In these theaters, they more frequently see dangerous, close-quarters combat with enemy forces than regular soldiers. As a result, special operations units have also suffered disproportionately heavy casualties.
Within hierarchical and intimate institutions like the military, the impetus to bury troubling reports that threaten careers, unit reputations and internal cohesion can be overwhelming. Junior members of SEAL Team 7, for instance, were reportedly pressed to keep quiet about their allegations when they informed their immediate superior about them, and only had their concerns addressed when they went far above his head to the Naval Special Warfare command.
These types of concerns informed a July op-ed in USA Today penned by three former military attorneys begging Congress to directly investigate the breakdown of discipline in the ranks, arguing the earlier military review, which “did not identify any gaps,” had proven inadequate. In August, Green ordered an additional three month ethics review of the Naval Special Warfare branch.
The seriousness with which Green is treating this crisis is laudable. But it took time for the Pentagon to accept the extent of the problem and the need to change its behavior.
The example of Gallagher is instructive. He is a decorated member of SEAL Team 7 even though he has a long list of allegations and attempted prosecutions for various misconduct. While members of the unit repeatedly reported concerns about Gallagher, such as accusations he was randomly shooting at unarmed civilians and boasting about it to their superiors, those complaints were long suppressed.
As far back as 2010, Gallagher was investigated — and cleared — of killing a girl being used as a human shield by an insurgent in 2010. Four years later, he allegedly attempted to run over a police officer in an altercation; the degree of punishment he received for that incident remains unclear.
In 2019, he was finally tried on accusations from his fellow squad mates that while perched in a tower with a sniper rifle, he needlessly shot an unarmed young girl and old man in Iraq in 2017 and repeatedly stabbed a noncombative captured Islamic State militant group fighter in the throat.
SEALs also claimed Gallagher threatened to murder witnesses after the allegations became public, though his trial was compromised by prosecutorial misconduct and in the end he was only found guilty of posing with a corpse— the crime for which he was originally demoted before Trump intervened.
Defenders of Gallagher and other U.S. soldiers accused of war crimes argue that ordinary Americans can’t possibly understand what it’s like in a war zone, and that we don’t know what decisions we’d make when any civilian could turn out to be someone out to kill you.
They’re right. But other soldiers who’ve experienced the horrors and moral conundrums of war can, and in many cases, including Gallagher’s, they’ve been the ones appealing for discipline of those around them.
While it’s true that soldiers on the front line must deal with stress and ambiguous life-or-death situations that most of us cannot fathom, we dishonor soldiers when we imply they can’t distinguish right from wrong, and when we dismiss the courage of those who defied institutional resistance to speak out and report war crimes.

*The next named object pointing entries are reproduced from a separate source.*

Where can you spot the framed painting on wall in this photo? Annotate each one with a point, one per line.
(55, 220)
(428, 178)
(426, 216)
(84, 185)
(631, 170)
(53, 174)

And the dangerous conditions they work in make it that much more important for the military to maintain discipline by punishing behaviors that threaten the mission, fellow soldiers and the civilian populations they are there to protect. Doing so also safeguards potential perpetrators from the lingering effects of “moral injury,” the psychological trauma of having inflicted unjustified violence on innocents.
It might have taken Pentagon leaders too long to to acknowledge the bad behavior in their ranks, but they now realize they need to take action to protect their institutional integrity, and protect the lives of American soldiers and civilians abroad.
Unfortunately, Trump’s continuing intervention in the case only serves to undermine that effort.